Merge pull request #153 from ks6088ts-labs/feature/issue-152_mlflow-evaluation

ks6088ts · web-flow · commit 6571fc42efdc · 2025-09-23T07:03:09.000+09:00
add MLflow operator CLI to demonstrate tracing and evaluation
diff --git a/Makefile b/Makefile
@@ -173,7 +173,10 @@ create-elasticsearch-index: ## create Elasticsearch index
 # ---
 # Project / Run agents
 # ---
+
 QUESTION ?= "KABUTOの起動時に、画面全体が紫色に点滅し、システムがフリーズします。KABUTO のマニュアルから、関連する情報を取得したり過去のシステムのトラブルシュート事例が蓄積されたデータベースから、関連する情報を取得して質問に答えてください"
+PORT ?= 5001
+
 .PHONY: run-chat-with-tools-agent
 run-chat-with-tools-agent: ## run chat with tools agent
 	uv run python scripts/agent_operator.py run \
@@ -227,4 +230,4 @@ mlflow: ## run MLflow
 	uv run mlflow server \
 		--backend-store-uri sqlite:///mlflow.db \
 		--host 0.0.0.0 \
-		--port 5000
+		--port $(PORT)
diff --git a/docs/references.md b/docs/references.md
@@ -90,4 +90,14 @@
 - [DSPy (Declarative Self-improving Python)](https://dspy.ai/)

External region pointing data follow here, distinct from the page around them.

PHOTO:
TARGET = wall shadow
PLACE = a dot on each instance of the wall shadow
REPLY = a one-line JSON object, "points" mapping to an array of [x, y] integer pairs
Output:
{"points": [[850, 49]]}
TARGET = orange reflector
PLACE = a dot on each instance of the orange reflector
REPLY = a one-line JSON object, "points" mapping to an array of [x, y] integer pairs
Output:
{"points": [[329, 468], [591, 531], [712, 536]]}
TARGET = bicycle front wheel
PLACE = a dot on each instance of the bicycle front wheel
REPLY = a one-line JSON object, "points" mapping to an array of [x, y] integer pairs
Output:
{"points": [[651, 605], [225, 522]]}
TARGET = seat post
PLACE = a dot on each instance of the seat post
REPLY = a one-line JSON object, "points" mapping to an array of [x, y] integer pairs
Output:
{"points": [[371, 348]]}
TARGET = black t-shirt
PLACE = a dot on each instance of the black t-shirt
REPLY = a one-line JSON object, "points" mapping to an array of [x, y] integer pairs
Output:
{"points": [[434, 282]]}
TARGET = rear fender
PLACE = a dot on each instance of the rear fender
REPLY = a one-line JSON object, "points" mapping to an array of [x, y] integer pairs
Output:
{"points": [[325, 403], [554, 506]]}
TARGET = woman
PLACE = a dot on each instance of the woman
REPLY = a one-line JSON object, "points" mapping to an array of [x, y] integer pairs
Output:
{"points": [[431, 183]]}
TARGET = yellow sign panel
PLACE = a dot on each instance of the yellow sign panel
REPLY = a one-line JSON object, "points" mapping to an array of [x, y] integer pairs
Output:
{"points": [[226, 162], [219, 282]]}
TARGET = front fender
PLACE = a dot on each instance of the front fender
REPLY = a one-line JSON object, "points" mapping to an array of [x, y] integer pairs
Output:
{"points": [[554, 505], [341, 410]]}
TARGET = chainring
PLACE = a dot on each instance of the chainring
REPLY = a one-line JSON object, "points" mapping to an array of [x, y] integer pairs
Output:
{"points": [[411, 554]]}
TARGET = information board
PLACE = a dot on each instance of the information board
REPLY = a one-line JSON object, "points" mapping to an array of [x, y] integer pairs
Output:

 - [Language Models](https://dspy.ai/learn/programming/language_models/)
 - [Language Models / v3.0.3](https://github.com/stanfordnlp/dspy/blob/3.0.3/docs/docs/learn/programming/language_models.md)
-- [Software Design誌「実践LLMアプリケーション開発」第25回サンプルコード](https://github.com/mahm/softwaredesign-llm-application/tree/main/25)
+- [Software Design 誌「実践 LLM アプリケーション開発」第 25 回サンプルコード](https://github.com/mahm/softwaredesign-llm-application/tree/main/25)
+
+### [MLflow](https://mlflow.org/docs/latest/genai/)
+
+- [LangChain / MLflow](https://docs.langchain.com/oss/python/integrations/providers/mlflow_tracking)
+- [MLflow / Tracing LangGraph🦜🕸️](https://mlflow.org/docs/latest/genai/tracing/integrations/listing/langgraph/)
+- [GenAI Evaluation Quickstart](https://mlflow.org/docs/latest/genai/eval-monitor/quickstart/)
+
+### [LiteLLM](https://docs.litellm.ai/)
+
+- [Azure OpenAI](https://docs.litellm.ai/docs/providers/azure/)
diff --git a/scripts/dspy_operator.py b/scripts/dspy_operator.py
@@ -76,7 +76,7 @@ def optimize_with_miprov2(trainset, eval_lm, chat_lm):
     """MIPROv2を使用してチャットボットを最適化"""
 
     # MLflowの設定
-    MLFLOW_PORT = os.getenv("MLFLOW_PORT", "5000")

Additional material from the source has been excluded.